Brooke Alexander Gallery

Jan Vercruysse: Camera Oscura
May 23 - July 27, 2002

 

cam-era ob-scu-ra, \ n. [NL, lit., dark chamber] (1725) : a darkened enclosure having an aperture usu. provided with a lens through which light from external objects enters to form an upside-down image of the objects on the opposite surface.

If there is a sense of quiet and isolation within the compositions of Jan Vercruysse, it could be said that they are also viewed best when in that mood. As seen in both the objects and photographs the artist has produced over time, an emphasis has been placed on the suppression of any personal interaction with the works he creates. Instead, Vercruysse focuses on setting, using a personal style of anonymity which, as a pattern felt throughout his work, forces the various aspects of what one might see to flatten and loose their individual importance. This happens slowly through the use of repetition and non-chalance. The variations within the scenes Vercruysse creates can be as subtle as the changing light of day, and so these visual shifts are not always apparent at any one moment. Instead, they tend to lay beneath the veil of the picture's surface, waiting to be slowly discovered.
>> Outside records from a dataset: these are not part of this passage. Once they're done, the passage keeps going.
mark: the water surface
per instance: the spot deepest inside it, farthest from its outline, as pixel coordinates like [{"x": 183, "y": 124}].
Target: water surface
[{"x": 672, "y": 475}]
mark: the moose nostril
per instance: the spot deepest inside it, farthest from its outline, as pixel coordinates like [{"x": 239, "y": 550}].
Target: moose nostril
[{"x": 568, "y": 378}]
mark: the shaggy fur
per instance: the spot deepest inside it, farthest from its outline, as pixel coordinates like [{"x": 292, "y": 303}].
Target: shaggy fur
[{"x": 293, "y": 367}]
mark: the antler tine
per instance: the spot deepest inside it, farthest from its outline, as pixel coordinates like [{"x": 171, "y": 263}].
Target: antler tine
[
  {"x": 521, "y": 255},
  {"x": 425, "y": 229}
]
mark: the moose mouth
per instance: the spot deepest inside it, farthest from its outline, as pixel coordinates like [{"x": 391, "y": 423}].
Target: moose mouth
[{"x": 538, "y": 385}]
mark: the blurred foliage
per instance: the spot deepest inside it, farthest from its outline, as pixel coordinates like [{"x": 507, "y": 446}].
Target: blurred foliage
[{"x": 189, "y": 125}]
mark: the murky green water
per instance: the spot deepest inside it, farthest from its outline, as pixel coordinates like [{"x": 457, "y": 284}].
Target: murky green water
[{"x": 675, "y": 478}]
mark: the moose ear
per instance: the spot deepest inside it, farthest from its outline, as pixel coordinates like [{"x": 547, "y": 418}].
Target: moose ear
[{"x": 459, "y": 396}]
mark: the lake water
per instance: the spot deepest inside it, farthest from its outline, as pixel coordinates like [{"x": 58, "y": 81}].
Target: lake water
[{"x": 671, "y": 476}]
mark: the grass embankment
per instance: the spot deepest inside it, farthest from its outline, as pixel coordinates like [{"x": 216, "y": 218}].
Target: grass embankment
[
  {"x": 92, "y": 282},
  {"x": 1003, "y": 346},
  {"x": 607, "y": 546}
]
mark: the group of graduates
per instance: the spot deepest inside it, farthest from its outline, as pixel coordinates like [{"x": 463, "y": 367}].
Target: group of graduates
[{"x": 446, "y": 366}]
With this exhibition, a new set of allegories has been introduced. Moving beyond his earlier references to such subjects as Lucrecia, and the notion of Artist itself, Vercruysse has adopted icons of art, both creators, or more specifically performers, and that which is created. The compositions borrow ballerinas, tuba players, and even Josephine Baker, muse of Paris' Golden Age of Jazz. On a deeper level, art itself is represented: Duchamp's Bottle Rack, a princess from Velazquez's Las Meninas, a classical Italian Harlequin, and Alice (looking like she has somehow lost Wonderland).

In each of these pictures, the idea of the character appears true to itself, despite being plucked from its' original context. Additionally, each artistic allegory is accompanied by its strange doppelganger. In a play on the drawing technique used by some predecessors like Vermeer, Vercruysse has applied the visual effect of the Camera Obscura. An antique drawing tool, the Camera Obscura would reflect an image onto an artist's canvas, so that he might copy the reflected image, albeit upside down. However, Vercruysse has only inverted the figures from these scenes, not the entire scenes themselves. In a sense, this strips the second figures from any semblance of what they used to mean, for the inverted symbol, or opposite of a symbol, is to represent nothing at all. By coupling both together, the symbol and its negation, we are allowed to simultaneously be both the viewer and the viewed of these figures, to see sense and non-sense. What we are left with is not an underlying narrative, per se, but a delicately composed exploration of dissimilitude.